Taiwanese shares fell sharply, however, pressured after weak manufacturing data and concerns about unresolved debt troubles in the euro zone.

Trading volumes were thin as several major regional markets, including those in Japan, China, Australia and Singapore, were closed for a holiday. U.S. and U.K. stock markets were also slated to shut Monday. South Korea's Kospi ended with a gain of less than 0.1% at 1826.37, after moving in both directions during the session.

The benchmark lost 11% of its value in 2011. Leading gainers in Seoul, heavyweight Samsung Electronics Co. rose 2.1%, and LG Display Co. added 1.8%. Those gains helped counter a 3.5% drop in Daewoo Shipbuilding & Marine Engineering Co., and a 1.1% fall in Woori Finance Holdings Co.

The performance came after data released by HSBC showed South Korea's manufacturing activity shrank for a fifth-straight month in December, with the monthly Purchasing Managers' Index printing at 46.4, down from 47.1 in November. A reading below 50 shows a contraction, while a reading above 50 shows an expansion.

On the brighter side, data released Sunday showed South Korea's exports rose a better than expected 12.5% in December from the year ago month, helping the nation record a $4 billion trade surplus.

Shares of Hyundai Motor Co. slipped 0.2% and its affiliate Kia Motors Corp. dropped 0.3% after saying they aim to grow sales by just 6.1% in 2012, compared to a 15% rise in 2011. Meanwhile, Taiwan's Taiex tumbled 1.7% to 6952.21. Taiwan's December PMI came in at 47.1, an improvement from the previous month's 43.9 reading, but still below the threshold level of 50, a separate HSBC survey showed. Shares of Cathay Financial Holding Co. dropped 3.1%, Asia Cement Corp. fell 1.8%, and China Airlines Ltd. declined 2.7%.

COMMODITIES
The copper market may have closed the year on a positive note, ending 2011's final open outcry trade on the London Metal Exchange 2.3% higher than its previous close, but the bounce was far from enough to recover losses endured in recent months, with the red metal finishing the year down some 21%.

LME copper for three-month delivery on the exchange ended the last trading session of the year at $7,600 a metric ton. This compares with a close of $9,600/ton on Dec. 31, 2010.

The red metal, which rose as high as $10,190/ton in February, and was the favorite for 2011 in many analyst forecasts last year, fell out of favor with investors as uncertainty clouded the global outlook.
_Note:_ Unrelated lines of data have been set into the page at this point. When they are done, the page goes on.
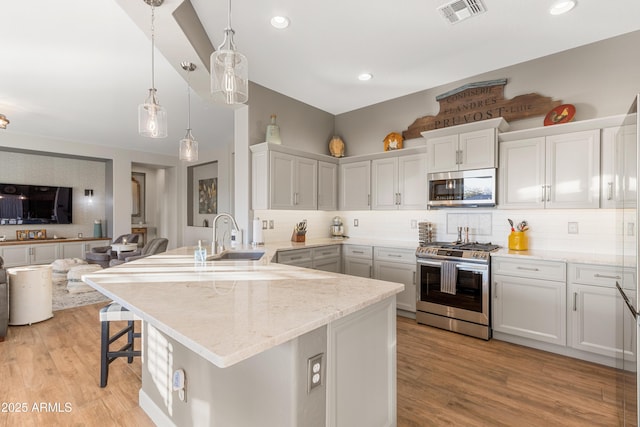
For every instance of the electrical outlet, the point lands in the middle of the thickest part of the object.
(314, 372)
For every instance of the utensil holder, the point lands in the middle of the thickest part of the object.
(518, 241)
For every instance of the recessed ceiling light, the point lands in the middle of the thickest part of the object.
(562, 6)
(280, 22)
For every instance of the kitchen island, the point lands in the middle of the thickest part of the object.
(248, 335)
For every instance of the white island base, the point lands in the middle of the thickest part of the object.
(358, 378)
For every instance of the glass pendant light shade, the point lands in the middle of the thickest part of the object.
(152, 117)
(229, 71)
(188, 148)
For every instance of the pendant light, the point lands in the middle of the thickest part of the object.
(229, 70)
(152, 117)
(188, 145)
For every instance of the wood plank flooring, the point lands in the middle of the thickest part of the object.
(444, 379)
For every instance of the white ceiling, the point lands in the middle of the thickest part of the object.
(76, 69)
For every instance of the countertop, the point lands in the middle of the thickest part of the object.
(563, 256)
(228, 311)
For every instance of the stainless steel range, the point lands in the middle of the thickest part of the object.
(453, 287)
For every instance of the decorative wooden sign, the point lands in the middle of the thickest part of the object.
(474, 102)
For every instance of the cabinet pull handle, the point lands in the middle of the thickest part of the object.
(604, 276)
(528, 268)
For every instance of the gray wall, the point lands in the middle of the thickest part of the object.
(599, 79)
(301, 125)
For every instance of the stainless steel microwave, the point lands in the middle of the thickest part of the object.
(473, 188)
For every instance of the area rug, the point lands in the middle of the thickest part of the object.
(63, 299)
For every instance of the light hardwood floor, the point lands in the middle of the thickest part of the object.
(443, 379)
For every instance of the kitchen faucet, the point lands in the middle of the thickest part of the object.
(219, 248)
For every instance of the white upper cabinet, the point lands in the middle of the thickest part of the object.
(284, 178)
(293, 183)
(573, 170)
(355, 186)
(521, 174)
(464, 147)
(618, 166)
(557, 171)
(327, 186)
(399, 183)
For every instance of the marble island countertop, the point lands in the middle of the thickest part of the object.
(228, 311)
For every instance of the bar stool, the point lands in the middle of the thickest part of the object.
(112, 313)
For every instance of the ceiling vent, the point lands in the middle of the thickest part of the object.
(459, 10)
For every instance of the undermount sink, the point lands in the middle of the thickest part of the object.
(237, 255)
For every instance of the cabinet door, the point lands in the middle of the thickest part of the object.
(327, 186)
(384, 184)
(478, 150)
(281, 180)
(305, 183)
(618, 167)
(530, 308)
(44, 253)
(355, 184)
(594, 313)
(573, 170)
(442, 154)
(358, 267)
(521, 174)
(14, 256)
(72, 250)
(399, 273)
(412, 182)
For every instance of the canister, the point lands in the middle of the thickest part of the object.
(518, 241)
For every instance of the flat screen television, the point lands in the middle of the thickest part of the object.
(35, 204)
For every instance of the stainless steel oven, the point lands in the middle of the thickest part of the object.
(453, 287)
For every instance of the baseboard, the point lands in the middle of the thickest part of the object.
(158, 417)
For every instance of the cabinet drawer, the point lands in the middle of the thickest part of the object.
(326, 252)
(294, 256)
(405, 256)
(602, 275)
(356, 251)
(535, 269)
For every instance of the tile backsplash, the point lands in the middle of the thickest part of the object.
(599, 230)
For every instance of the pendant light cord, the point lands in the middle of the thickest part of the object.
(153, 81)
(188, 100)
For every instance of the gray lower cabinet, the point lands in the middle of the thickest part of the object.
(358, 260)
(529, 299)
(398, 265)
(327, 258)
(297, 257)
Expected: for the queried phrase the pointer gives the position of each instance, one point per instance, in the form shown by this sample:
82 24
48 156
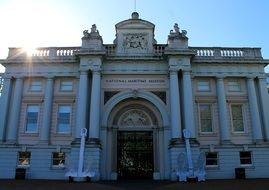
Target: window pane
32 118
66 85
245 158
58 158
64 112
234 86
36 86
203 86
211 158
24 158
205 118
237 118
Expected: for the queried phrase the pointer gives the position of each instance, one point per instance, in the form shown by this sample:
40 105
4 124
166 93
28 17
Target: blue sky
210 23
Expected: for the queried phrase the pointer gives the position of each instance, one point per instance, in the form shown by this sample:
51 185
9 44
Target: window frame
243 118
26 158
58 159
245 158
203 81
211 116
26 119
64 88
39 87
212 159
231 88
58 118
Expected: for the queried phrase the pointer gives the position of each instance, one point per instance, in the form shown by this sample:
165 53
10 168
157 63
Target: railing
216 52
46 52
158 50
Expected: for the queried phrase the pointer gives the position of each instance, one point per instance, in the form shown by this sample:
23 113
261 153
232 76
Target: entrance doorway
135 154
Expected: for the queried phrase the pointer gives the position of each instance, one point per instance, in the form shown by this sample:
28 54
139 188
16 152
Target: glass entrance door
135 155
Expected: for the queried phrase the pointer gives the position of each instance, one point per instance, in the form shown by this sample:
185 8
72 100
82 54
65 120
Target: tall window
237 118
203 85
63 119
24 158
1 83
32 118
211 159
58 159
35 86
245 158
205 114
66 85
234 85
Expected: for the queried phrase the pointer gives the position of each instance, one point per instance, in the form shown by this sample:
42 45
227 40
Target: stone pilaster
264 105
222 108
15 111
4 105
95 104
81 112
255 115
188 103
45 127
175 115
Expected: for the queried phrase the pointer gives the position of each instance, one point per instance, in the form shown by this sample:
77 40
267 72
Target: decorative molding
136 41
134 117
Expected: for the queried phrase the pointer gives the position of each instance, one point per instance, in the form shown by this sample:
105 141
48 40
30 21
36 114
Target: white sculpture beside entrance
80 175
185 164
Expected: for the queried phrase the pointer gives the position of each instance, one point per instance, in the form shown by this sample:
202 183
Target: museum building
135 97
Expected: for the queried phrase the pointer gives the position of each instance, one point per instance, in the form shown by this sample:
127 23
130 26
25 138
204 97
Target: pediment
135 24
134 36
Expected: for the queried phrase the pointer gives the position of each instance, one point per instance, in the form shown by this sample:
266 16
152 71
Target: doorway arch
135 112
Instead, the best performer among the metals for the year was aluminium, which limited its losses to 18%, closing at $2,019/ton.

The worst performer of the metals, meanwhile, was tin, falling 29% on the year to close at just $19,200/ton. The thinly traded metal had also been tipped to be one of the strongest performers this year, and rallied to a record $33,600/ton in April as supply concerns worried market participants.

World oil prices could soar to $200 per barrel if Iran's petroleum sector is hit with new Western sanctions. Brent North Sea crude was at $107.02 per barrel, while New York's main contract, light sweet West Texas Intermediate crude, was at $98.99 a barrel.

After frantic selloffs in September and again last month, gold was in danger of snapping its decadelong winning streak. Futures came within about $100/troy ounce of 2011's break-even point Thursday before rebounding Friday. Comex February contract settled at $1,566.80, helping gold log a 10% gain on the year and the 11th-consecutive annual increase. Precious metals with more industrial applications all ended the year deep in the red. Silver fell 10%, platinum 22% and palladium 18%.